組織や運用とのバランスを取りつつ、段階的なセキュリティ強化を支援

 診断を元に対策に取り組み、最低限の「できている状態」が整ったならば、次に気になるのは、「どこまでやればいいのか」ということだろう。「最低限のセキュリティ対策はできたけれども、DXを進めたい工場、あるいは企業のビジネスにとって非常に重要な工場についてはもっとしっかり対策をしたい、管理したいという場合には、セキュリティ対策をさらに発展させていく必要があります」と佐々木氏も述べた。

 そこでフォーティネットでは、簡易診断を通して、組織や運用の整備、ITとOTの境界防御といった最低限のセキュリティ対策を実施するステップ1の先に続くロードマップも用意している。

 ステップ2では、オールフォーティネット製品の構成によるネットワークの可視化、OT-IDSと連携したインシデント対応の自動化といった対策が含まれる。「このレベルまで来れば、工場セキュリティガイドラインを踏まえた30項目程度のチェックリストだけでなく、NISTサイバーセキュリティフレームワークなどの国際標準を活用することを推奨しています」(佐々木氏)

 最後のステップ3では、世界各地に存在する複数の工場の統合監視をSOCで実現する体制を整え、各工場のセキュリティ体制を横串で比較していく姿を目指す。「ここまで来れば、組織と運用、技術がバランスよく実現できる環境が整い、さまざまな環境変化やビジネスの変化に対応できるセキュリティ対策が実現できると考えています」(佐々木氏)

 もちろん、すべての工場がこのステップ3まで整備する必要はない。また、ステップ3を目指すにしても戦略や予算との兼ね合いで、いきなりすべてを整えるのは困難だ。佐々木氏は「ステップ1からステップ2、そしてステップ3へと段階的に組織、運用を高めながら技術を導入していくことが非常に重要です」と述べた。

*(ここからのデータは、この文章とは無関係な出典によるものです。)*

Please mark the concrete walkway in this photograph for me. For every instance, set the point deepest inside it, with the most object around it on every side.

組織や運用が伴わないまま技術だけ導入し、対策が形骸化してしまうような事態を避けるため、フォーティネットではコンサルティングを組み合わせながら支援していくという。

 さらに、一連の対策の必要性について社内の理解を得るため、工場長や現場責任者向けの「サイバーセキュリティ勉強会」や、現場の担当者がセキュリティについて理解を深めることのできる動画コンテンツ「ながらDEセキュリティ」も用意し、工場の現場におけるセキュリティ意識の向上を支援していく。

 もう1つ忘れてはならないポイントが、サプライチェーンの視点だ。大企業ならば対策を進めることも可能だろうが、中小企業では予算や人手の面で現実的に難しい部分がある。フォーティネットでは、同一アーキテクチャに基づいてハイエンドモデルから小型モデルまで幅広いソリューションを提供することで、サプライチェーン全体にスケールするネットワークセキュリティを提供し、中小企業でも最低限の対策を実施できる環境を整えていくとした。

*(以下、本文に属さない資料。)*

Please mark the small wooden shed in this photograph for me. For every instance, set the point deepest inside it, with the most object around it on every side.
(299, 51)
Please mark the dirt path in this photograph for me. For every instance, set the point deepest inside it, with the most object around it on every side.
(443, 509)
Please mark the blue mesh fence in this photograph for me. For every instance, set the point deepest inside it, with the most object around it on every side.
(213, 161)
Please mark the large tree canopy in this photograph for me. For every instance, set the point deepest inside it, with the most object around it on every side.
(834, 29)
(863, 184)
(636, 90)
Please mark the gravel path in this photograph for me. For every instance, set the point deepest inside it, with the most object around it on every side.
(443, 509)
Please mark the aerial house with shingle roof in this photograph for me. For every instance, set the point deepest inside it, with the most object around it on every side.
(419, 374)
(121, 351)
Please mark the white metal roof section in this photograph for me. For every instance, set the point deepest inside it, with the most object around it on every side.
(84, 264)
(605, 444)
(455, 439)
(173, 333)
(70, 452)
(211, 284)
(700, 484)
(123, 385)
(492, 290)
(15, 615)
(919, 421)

 また、こうした環境を整える上で重要なのが、相互の情報共有だ。フォーティネットは、FacebookのプライベートグループとしてOTセキュリティに関するコミュニティを設け、OTセキュリティに関する最新ニュースや解説などの情報を発信するほか、「ながらDEセキュリティ」といったコンテンツを通して、継続的に情報を発信していく。ぜひこうした情報を積極的に活用してほしいと佐々木氏は呼びかけた。